Las entradas para las 11 representaciones en la Ópera Bastilla están agotadas desde hace días

París alcanzará esta noche el momento culminante de su año mozartiano con el estreno en la Ópera de la Bastilla de la puesta en escena de Bob Wilson de La flauta mágica. Por supuesto, siempre y cuando lo permita el fantasma que habita el controvertido edificio construido por François Mitterrand. Los felices poseedores de las cotizadísimas entradas para las 11 representaciones de La flauta mágica no están a salvo de las huelgas y los accidentes que desde su apertura, en 1989, alteran el curso normal de las actividades de la Ópera Bastilla.

Unas 12.000 personas, según el servicio de prensa de la Ópera Bastilla, no podrán contemplar la versión del norteamericano Wilson de la última ópera escrita por Mozart, y ello pese a haber expresado a tiempo su deseo mediante carta, llamada telefónica o presentación en las taquillas. El lleno está garantizado desde hoy y hasta el 19 de julio.Muchos elementos se conjugan para hacer de este espectáculo el más atractivo de todos los que París ha consagrado a Mozart en su bicentenario. Mozart compuso La flauta mágica en 1791, dos meses antes de su muerte.

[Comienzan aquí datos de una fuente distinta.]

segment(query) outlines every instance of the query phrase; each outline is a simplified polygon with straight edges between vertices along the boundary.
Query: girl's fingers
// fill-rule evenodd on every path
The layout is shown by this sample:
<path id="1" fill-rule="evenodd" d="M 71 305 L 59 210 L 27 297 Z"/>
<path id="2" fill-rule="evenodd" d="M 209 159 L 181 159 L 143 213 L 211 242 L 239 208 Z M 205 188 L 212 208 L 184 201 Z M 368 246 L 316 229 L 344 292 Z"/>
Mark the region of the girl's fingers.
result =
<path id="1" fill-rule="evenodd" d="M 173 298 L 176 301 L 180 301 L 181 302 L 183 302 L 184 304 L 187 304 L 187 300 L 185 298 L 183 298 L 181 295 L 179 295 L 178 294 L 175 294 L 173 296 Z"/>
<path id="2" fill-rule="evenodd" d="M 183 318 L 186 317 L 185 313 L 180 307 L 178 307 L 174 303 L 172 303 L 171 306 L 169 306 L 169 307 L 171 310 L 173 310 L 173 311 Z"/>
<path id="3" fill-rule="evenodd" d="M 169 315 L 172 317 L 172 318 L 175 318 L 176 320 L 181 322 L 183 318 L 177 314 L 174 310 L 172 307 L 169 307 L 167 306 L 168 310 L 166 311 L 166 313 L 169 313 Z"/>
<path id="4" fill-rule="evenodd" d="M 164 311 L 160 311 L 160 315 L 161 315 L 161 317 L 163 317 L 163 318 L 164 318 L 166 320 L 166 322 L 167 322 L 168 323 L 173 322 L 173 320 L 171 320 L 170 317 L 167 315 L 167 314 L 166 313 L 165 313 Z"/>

Desde entonces no ha habido director de orquesta o realizador teatral que no haya intentado dar su propia respuesta al misterio de por qué el testamento artístico de Mozart consiste en un cuento de hadas.

Para Bob Wilson el secreto de esta insólita pieza del repertorio lírico mundial es su "total artificio en estado puro". "La flauta mágica", dice el autor y director teatral norteamericano, "no tiene nada de naturalista". Por eso su puesta en escena debe ser "tan ligera como imaginativa".

Wilson asegura que no ha incluido un solo elemento que sea "puramente decorativo". Todos expresan un "sentimiento". En cuanto a la luz, tan importante para Wilson porque separa los objetos entre sí y delimita los espacios del tiempo, intentará contribuir a "la difícil claridad y simplicidad" de la llamada "obra masónica" de Mozart. Wilson, responsable de un centenar de espectáculos de teatro, ópera y danza, está considerado como uno de los talentos artísticos más originales de hoy.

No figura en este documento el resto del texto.